Y polluelos picoteando entre los durmientes

y cuántos Tom Collins bebí en La Ermita.

 

Recordé en la Librería Inglesa una muchacha

rapada como Ingrid Bergmann en Por quién doblan las

         campanas.

Me contó que no sabía quién le había contagiado la

         sarna

y luego susurró una canción de Chuck Berry

mientras hojeaba un libro sobre Arte Mochica.

 

Me puse a pensar que me hubiese gustado

tener plata para comprar ostras y ciboulet,

pero apenas me quedaba un boleto de Metro

para llegar a un bar donde encontraría amigos

para comentar los partidos de la Copa Libertadores.

 

 

 

 
 

 

 

 

N U E V A   Y O R K   1 1

 

Aturdidos, ciegos vagabundos de la nada.

¿Cómo están mis mejores y únicos amigos?

¿Cesantes como yo?  ¿Debo leer avisos económicos?

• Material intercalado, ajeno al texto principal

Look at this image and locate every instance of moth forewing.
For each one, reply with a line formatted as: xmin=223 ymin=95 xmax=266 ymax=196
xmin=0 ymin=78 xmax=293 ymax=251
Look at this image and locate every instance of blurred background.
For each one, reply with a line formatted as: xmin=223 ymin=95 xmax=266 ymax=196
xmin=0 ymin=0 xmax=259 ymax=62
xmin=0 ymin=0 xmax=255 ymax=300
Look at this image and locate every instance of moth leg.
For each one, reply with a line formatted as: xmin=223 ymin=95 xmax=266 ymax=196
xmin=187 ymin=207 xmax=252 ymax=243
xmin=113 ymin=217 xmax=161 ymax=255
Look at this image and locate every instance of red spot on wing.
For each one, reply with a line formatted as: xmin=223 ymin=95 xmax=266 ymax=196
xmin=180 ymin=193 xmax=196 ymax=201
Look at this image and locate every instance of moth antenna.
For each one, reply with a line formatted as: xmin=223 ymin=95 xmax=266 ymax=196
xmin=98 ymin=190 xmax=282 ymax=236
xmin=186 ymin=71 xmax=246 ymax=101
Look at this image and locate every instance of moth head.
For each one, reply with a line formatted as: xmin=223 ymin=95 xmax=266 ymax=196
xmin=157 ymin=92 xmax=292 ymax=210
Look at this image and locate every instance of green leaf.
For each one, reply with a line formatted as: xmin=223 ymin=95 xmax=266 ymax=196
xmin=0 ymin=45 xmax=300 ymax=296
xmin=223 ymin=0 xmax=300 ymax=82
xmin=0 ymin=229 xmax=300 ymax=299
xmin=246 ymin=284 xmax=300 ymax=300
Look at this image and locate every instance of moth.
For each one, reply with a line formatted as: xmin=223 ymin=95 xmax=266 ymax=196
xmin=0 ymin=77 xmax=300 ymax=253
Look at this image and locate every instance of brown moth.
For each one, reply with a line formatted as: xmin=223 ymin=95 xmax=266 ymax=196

¿Ir a sentarme al Parque o jugar una fija el domingo?

 

Tal vez estudiar Meditación Trascendental:

son fáciles los viajes al Oriente.

Pero Santiago está en primavera y tú en las cunetas

y en el futuro las embajadas o el Hogar de Cristo.

 

¿En quién confiar?  ¿En mujeres de sal?

¿O que alguna vez cante el Zorzal Criollo?

Ya ni siquiera sabes cuando la tierra viste de túnica

      amarilla

o escoge ponerse el sayal franciscano.

 

No es fácil contar sólo con una sonrisa rota

y tras cartón decirle a la gente

que ya bajó el telón y te vas con los tuyos

los gaznápiros, los aturdidos, los ciegos vagabundos de la

         nada.

 

 

 

 
 

 

 

 

I I

 

 

Bebo un vaso de vino

con los amigos de todos los días.

Gruñe desganada la estufa.

El dueño del Hotel cuenta las moscas.

 

 

 

Los desteñidos calendarios

dicen que no se debe hablar.

“No se debe hablar”, “no se debe hablar”

repiten las moscas, la estufa, la mesa

donde nos agrupamos como náufragos.

Pero bebemos mal vino

y hablamos de cosas sin asunto.

 

 

 

 
 

 

 

 

C U A N D O   T O D O S   S E   V A Y A N

 

A Eduardo Molina Ventura

 

Cuando todos se vayan a otros planetas

yo quedaré en la ciudad abandonada

bebiendo un último vaso de cerveza,

y luego volveré al pueblo donde siempre regreso

como el borracho a la taberna

y el niño a cabalgar

en el balancín roto.

Y en el pueblo no tendré nada que hacer,

sino echarme luciérnagas a los bolsillos

o caminar a orillas de rieles oxidados

o sentarme en el roído mostrados de un almacén

para hablar con antiguos compañeros de escuela.

 

 

Como una araña que recorre

los mismos hilos de su red

caminaré sin prisa por las calles

invadidas de malezas

mirando los palomares

que se vienen abajo,

hasta llegar a mi casa

donde me encerraré a escuchar

discos de un cantante de 1930

sin cuidarme jamás de mirar

los caminos infinitos

trazados por los cohetes en el espacio.